Prep Time10 minutes mins
Cook Time20 minutes mins
Total Time30 minutes mins
Servings: 2
Author: Chef Julie Yoon
For the chicken:
- 1 tablespoon freshly grated lemon zest
- 1 teaspoon ground cumin
- 1 teaspoon kosher salt
- 1 teaspoon crushed red chili flakes
- 2 skin on bone-in chicken leg and thigh quarters
For the chickpeas and arugula:
- 1 (15 ounce) can chickpeas garbanzo beans, drained and rinsed
- 2 tablespoons olive oil divided
- 1 teaspoon ground cumin
- ½ teaspoon kosher salt
- The juice of half a lemon
- 2 packed cups of baby arugula
Turn on your broiler and place the oven rack on the second to the highest rung. Make the dry rub for the chicken by combining the cumin, salt, chili flakes and lemon zest. Rub the mixture all over the chicken quarters. Place the chicken quarters skin side down on an aluminum foil wrapped sheet pan.

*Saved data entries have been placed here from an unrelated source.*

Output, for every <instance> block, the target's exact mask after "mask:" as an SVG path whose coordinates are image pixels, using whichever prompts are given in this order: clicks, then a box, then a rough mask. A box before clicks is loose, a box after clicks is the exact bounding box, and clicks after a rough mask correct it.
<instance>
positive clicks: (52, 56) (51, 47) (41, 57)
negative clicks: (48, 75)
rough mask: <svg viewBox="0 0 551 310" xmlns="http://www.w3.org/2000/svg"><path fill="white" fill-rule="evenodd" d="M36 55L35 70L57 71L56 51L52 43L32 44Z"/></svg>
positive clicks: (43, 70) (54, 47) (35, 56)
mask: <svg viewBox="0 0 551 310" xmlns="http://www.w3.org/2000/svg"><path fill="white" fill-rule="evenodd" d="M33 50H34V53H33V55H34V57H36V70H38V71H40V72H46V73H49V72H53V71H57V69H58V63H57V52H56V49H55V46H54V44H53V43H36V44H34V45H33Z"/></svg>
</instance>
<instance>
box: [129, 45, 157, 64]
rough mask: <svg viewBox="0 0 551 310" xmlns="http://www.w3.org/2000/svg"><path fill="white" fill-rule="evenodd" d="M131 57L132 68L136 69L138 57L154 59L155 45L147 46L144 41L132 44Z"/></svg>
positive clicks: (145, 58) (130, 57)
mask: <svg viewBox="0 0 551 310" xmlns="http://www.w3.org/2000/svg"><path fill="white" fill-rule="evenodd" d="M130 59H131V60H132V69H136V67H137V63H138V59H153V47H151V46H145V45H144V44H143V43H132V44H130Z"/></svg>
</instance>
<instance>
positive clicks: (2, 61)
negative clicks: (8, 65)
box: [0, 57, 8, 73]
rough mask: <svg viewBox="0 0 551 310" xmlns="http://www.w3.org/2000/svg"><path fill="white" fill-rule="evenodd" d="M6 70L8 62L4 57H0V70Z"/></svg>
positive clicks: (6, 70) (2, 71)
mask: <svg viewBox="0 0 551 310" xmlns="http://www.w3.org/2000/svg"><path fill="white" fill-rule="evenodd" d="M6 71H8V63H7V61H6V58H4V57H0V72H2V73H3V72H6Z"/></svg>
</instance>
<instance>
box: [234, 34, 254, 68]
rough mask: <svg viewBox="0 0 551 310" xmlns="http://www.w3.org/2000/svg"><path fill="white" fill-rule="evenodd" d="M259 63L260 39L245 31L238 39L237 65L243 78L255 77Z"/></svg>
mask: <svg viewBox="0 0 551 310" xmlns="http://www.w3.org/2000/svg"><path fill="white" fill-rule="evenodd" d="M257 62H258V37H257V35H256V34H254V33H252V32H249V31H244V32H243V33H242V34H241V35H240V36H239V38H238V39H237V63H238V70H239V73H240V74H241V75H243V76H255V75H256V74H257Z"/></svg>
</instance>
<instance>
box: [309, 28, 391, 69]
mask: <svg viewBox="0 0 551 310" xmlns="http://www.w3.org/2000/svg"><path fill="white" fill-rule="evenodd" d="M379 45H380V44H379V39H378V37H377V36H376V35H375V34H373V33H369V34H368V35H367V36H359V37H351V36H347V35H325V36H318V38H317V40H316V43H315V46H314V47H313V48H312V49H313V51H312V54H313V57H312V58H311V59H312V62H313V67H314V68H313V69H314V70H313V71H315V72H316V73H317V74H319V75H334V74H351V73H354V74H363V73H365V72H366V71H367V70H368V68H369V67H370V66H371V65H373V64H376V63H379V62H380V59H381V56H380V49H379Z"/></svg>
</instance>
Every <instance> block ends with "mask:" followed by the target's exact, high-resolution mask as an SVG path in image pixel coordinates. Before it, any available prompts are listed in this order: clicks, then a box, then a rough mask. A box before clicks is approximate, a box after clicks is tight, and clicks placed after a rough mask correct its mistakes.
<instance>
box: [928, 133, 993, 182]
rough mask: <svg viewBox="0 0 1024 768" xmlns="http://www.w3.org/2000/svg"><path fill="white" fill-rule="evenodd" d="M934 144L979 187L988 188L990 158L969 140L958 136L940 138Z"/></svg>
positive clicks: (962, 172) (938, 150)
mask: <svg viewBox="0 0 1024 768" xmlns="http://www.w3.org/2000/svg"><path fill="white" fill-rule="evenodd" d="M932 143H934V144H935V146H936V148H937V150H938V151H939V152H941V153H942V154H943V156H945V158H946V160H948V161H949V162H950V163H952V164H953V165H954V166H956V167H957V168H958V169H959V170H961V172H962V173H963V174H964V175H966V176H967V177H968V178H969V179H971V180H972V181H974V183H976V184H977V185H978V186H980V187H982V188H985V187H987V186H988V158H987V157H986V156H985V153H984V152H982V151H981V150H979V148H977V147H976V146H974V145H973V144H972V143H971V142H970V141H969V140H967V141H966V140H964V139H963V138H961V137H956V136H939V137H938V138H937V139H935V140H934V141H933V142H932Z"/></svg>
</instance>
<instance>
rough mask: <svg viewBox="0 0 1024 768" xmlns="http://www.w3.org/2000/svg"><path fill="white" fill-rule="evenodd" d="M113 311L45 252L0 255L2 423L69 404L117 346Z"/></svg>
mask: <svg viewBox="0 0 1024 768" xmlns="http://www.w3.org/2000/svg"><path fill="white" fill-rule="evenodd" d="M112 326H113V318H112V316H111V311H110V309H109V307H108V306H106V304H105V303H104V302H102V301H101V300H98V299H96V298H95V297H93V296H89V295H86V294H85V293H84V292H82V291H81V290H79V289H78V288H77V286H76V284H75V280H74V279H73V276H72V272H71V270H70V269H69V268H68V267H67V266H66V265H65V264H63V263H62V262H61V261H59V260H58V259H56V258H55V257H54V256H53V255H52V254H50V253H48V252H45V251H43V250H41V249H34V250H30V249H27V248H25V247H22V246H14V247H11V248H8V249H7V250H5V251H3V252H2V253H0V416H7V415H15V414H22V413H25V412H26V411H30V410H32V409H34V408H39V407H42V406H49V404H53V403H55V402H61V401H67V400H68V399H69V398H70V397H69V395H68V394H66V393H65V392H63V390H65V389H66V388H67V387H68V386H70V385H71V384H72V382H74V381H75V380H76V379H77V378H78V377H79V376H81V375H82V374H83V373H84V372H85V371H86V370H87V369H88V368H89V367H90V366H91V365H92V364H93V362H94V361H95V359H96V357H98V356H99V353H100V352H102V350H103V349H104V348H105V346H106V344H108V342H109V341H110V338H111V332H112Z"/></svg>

Broil for 8-10 minutes, until the skin turns brown, but watch it so it doesn’t burn. Flip the chicken skin side up and broil for 8-10 minutes more, or until the skin is nicely browned and crisp. Let the chicken rest out of the oven on the sheet pan for 5 minutes before cutting into it.
Meanwhile, in a saute pan, heat 1 tablespoon of olive oil and add the ground cumin. Stir it around for a few seconds in the oil. Add the drained chickpeas, along with the salt and lemon juice. Turn the heat off and add in your arugula, along with the remaining 1 tablespoon of olive oil. Toss to wilt the arugula slightly and serve with the chicken. Serve alone, or with a little salsa on the side.